Rachel Stevenson is not a nurse by profession. But she is inspired by the selfless and tireless work of nurses as she works on Capitol Hill as a fierce advocate for the federal support nursing schools require to maintain a robust pipeline of nurses sorely needed to treat an ailing, aging America.
Stevenson earned a master’s degree in global security studies from Johns Hopkins University in 2012 and now works as director of government affairs for the American Association of Colleges of Nursing (AACN). She also serves as executive director of the Nursing Community Coalition, which is made up of 63 associations representing various elements of the nursing profession—education, research, regulation, and practice.
Stevenson, 40, champions nursing education to Congress whenever lawmakers debate the federal funding needed to adequately staff the United States with nurses, especially in the nation’s most remote corners.
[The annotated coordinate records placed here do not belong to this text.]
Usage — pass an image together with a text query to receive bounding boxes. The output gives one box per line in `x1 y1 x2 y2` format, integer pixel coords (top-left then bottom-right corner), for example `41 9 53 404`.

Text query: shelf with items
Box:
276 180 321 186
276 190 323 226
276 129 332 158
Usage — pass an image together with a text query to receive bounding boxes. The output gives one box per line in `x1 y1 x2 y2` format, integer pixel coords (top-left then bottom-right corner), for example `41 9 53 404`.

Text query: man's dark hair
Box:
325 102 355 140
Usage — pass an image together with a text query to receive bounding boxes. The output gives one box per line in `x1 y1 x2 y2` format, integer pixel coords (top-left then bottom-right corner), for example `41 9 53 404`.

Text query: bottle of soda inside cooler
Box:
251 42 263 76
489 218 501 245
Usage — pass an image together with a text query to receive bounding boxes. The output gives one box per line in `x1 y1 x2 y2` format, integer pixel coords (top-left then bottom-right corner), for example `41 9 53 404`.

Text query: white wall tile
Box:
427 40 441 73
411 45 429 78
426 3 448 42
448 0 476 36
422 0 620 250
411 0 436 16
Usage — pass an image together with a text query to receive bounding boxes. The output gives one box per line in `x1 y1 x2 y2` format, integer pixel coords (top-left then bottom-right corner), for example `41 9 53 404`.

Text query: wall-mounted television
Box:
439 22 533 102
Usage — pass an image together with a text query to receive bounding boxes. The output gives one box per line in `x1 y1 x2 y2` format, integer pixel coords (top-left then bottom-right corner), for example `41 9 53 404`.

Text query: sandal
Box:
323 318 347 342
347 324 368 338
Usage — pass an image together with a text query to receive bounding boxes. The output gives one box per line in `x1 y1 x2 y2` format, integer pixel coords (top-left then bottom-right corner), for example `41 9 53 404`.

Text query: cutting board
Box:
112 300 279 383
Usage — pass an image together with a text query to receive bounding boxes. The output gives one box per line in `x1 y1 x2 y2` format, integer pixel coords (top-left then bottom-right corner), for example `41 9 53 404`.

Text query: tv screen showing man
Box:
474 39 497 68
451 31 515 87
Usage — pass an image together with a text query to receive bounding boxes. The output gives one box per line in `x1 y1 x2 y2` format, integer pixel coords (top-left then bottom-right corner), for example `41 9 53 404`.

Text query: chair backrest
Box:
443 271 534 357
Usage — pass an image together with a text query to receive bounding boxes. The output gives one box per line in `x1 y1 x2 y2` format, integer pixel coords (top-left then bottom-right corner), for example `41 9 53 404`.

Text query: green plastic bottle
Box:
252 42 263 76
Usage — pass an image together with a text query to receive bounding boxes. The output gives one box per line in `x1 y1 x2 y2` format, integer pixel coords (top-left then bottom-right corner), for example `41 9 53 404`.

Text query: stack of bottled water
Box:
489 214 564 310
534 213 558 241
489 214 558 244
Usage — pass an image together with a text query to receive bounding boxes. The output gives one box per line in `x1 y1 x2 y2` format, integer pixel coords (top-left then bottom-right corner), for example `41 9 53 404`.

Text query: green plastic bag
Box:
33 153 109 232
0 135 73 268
Her lobbying work over the past five years at AACN has corresponded with increasing levels of federal funding for educating nurses, whose dwindling ranks need to be replenished to keep up with the surging national demand for their care. Congress and President Biden recently approved $300 million for Nursing Workforce Development Programs, which support the recruitment, education, and retention of nursing students, faculty, and practitioners to maintain an adequately sized workforce for a nation growing older and sicker. The money also supports scholarships and helps to repay school loans.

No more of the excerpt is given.